[PATCH] cmd: ti: Add DDRSS ECC test command
Neha Malcom Francis
n-francis at ti.com
Mon Oct 6 07:26:03 CEST 2025
Hi Udit
On 01/10/25 14:34, Kumar, Udit wrote:
>
> On 10/1/2025 1:50 PM, Neha Malcom Francis wrote:
>> From: Georgi Vlaev <g-vlaev at ti.com>
>>
>> Introduce a new version of the Keystone-II "ddr" command for testing the
>> inline ECC support in the DDRSS bridge available on K3 devices. The ECC
>> hardware support in K3's DDRSS and the test method differ substantially
>> from what we support in the K2 variant of the command. The name of the
>> new command is "ddrss" and it presently supports only single controller
>> testing.
>
> what about keeping command name same as of k2 devices,
>
> and file name as cmd/ti/ddr4.c
That makes sense, will change it.
>
>> The ECC test procedure follows these steps:
>> 1) Flush and disable the data cache.
>> 2) Disable the protected ECC Rx range.

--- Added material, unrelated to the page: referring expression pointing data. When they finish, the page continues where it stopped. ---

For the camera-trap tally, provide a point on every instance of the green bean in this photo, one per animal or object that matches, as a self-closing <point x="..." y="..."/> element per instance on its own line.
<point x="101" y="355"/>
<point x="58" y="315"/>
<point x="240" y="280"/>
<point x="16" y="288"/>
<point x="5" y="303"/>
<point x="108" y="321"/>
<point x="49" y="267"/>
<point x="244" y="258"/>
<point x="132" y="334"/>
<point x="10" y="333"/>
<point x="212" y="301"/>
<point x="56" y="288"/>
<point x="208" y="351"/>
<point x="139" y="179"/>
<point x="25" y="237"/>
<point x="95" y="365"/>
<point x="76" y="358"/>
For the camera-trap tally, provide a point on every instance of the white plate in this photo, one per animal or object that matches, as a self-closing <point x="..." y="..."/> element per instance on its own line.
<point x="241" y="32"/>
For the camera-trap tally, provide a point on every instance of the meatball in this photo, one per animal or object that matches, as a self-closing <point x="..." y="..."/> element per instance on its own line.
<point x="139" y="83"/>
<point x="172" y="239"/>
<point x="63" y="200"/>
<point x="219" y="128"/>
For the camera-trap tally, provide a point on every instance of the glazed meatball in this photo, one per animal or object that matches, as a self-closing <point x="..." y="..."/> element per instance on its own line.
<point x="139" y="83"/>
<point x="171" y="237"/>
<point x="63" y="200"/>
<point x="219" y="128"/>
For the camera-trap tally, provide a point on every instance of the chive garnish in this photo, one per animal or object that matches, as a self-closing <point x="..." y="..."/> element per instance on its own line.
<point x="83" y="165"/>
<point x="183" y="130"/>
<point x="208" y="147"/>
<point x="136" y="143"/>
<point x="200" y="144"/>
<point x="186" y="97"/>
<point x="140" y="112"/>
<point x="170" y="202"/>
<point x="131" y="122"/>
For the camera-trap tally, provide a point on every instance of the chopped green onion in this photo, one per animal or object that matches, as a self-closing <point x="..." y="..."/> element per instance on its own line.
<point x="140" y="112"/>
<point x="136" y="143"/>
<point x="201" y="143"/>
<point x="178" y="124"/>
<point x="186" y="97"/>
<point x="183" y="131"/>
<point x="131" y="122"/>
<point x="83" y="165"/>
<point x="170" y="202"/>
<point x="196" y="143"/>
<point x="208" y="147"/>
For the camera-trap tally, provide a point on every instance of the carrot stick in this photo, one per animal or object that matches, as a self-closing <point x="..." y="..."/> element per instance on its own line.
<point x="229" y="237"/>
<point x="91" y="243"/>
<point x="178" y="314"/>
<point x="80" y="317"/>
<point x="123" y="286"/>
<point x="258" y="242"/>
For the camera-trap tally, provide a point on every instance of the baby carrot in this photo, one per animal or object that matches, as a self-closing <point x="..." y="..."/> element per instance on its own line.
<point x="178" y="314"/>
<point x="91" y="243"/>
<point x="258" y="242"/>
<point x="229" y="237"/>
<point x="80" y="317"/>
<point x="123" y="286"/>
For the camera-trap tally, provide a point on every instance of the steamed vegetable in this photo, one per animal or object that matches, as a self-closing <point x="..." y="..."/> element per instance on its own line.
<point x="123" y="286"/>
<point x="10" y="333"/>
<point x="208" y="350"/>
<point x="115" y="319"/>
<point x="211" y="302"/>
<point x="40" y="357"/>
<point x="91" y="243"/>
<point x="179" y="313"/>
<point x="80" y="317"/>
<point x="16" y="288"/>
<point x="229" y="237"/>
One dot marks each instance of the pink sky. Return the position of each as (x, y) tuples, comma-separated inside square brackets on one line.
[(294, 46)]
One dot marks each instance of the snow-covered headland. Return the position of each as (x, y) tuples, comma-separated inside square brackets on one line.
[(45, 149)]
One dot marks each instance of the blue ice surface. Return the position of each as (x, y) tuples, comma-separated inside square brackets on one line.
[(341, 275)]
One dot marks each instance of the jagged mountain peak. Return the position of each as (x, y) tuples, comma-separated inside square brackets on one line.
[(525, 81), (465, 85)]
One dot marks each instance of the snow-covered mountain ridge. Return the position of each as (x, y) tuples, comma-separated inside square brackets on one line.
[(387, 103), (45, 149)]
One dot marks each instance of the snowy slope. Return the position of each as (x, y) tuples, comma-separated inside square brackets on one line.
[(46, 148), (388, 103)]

>> 3) Flip a bit in the address.
>> 4) Restore the range to original.
>> 5) Read the modified value (corrected).
>> 6) Re-enable the data cache.
>>
>> This will cause the 1-bit ECC error count to increase while the read
>> will return the corrected value.
>
> code checks for 2-bit ecc as well, Please add more description when
> 2-bit errors are expected
2-bit ECC errors trigger a synchronous abort, this U-Boot test case does
not catch it. I will add in the description about this expected behavior.
>
>
>> The K3 version of the command extends the syntax for the "ecc_err"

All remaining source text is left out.